That numb certainty that things are bad and nothing will ever change.
And again, as with Abraham, God simply breaks that stasis. He brings rebirth and renewal where human action can't. And the chief question that these people confront is not what they have to do to deserve God doing this, because of course none of them deserve it, none of us deserve it. Rather, the question is, what do we do when it happens?
This call can be dangerous. It can destabilize. It can cause tumult. Mosiah and his people, as they went into the wilderness and needed sustaining, they leaned on the power of God's arm.
And perhaps just as daunting, this call requires a stunning transformation of a sort that can often be uncomfortable. God leads Mosiah and his people to another people, not of Zarahemla, a foreign people whose language was different.

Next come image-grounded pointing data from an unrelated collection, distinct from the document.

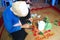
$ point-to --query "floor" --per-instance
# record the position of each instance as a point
(52, 14)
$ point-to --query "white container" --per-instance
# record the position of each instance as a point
(41, 25)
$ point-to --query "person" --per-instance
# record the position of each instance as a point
(16, 18)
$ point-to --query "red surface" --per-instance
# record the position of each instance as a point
(1, 20)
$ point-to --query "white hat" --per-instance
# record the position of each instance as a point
(20, 8)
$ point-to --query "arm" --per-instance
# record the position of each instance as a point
(7, 17)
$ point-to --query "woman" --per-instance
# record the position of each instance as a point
(16, 19)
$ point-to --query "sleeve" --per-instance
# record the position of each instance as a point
(9, 23)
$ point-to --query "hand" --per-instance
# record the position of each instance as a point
(31, 19)
(25, 26)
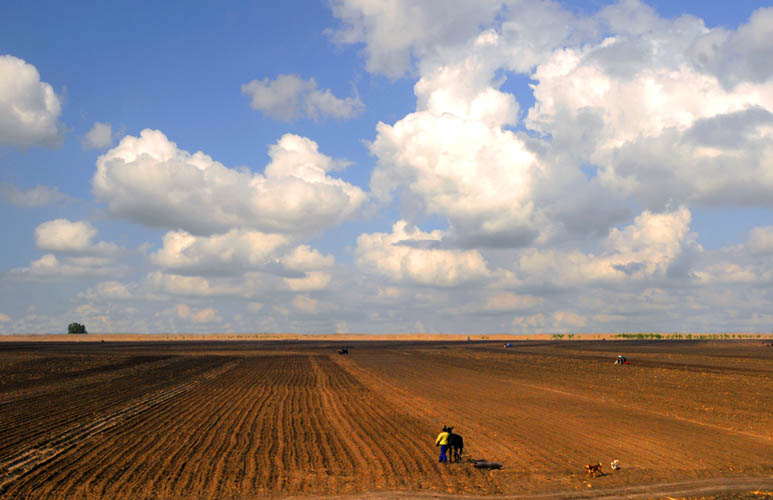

And these two people had to merge and find ways to live together. And the impact of that was hard, very hard on the Nephites. But by the end of all of this, Amaleki leaves a message far different than that of his father.
Amaleki says, believe. Believe in prophecy, believe in revelation. And that might mean to believe in the possibility, the theoretical possibility that these things can happen. But it also means to imagine them. To be brave when they come, to believe in the possibility that God might surprise you. Believe in the power of hope. Believe in the possibility of rebirth. In the reality of renewal and of restoration. Believe that those things can overcome those days when the world feels numb and frozen and paralyzed and broken.
When the world feels like it cannot be fixed, when nothing can ever possibly be changed. Instead, imagine that your life, that all of our lives can be, and perhaps will be, called to be radically different, and that that difference will bring mercy and freedom.
Believe in that possibility because I think that belief is really what it means to be religious.
We'll leave that with the name of Jesus Christ, amen.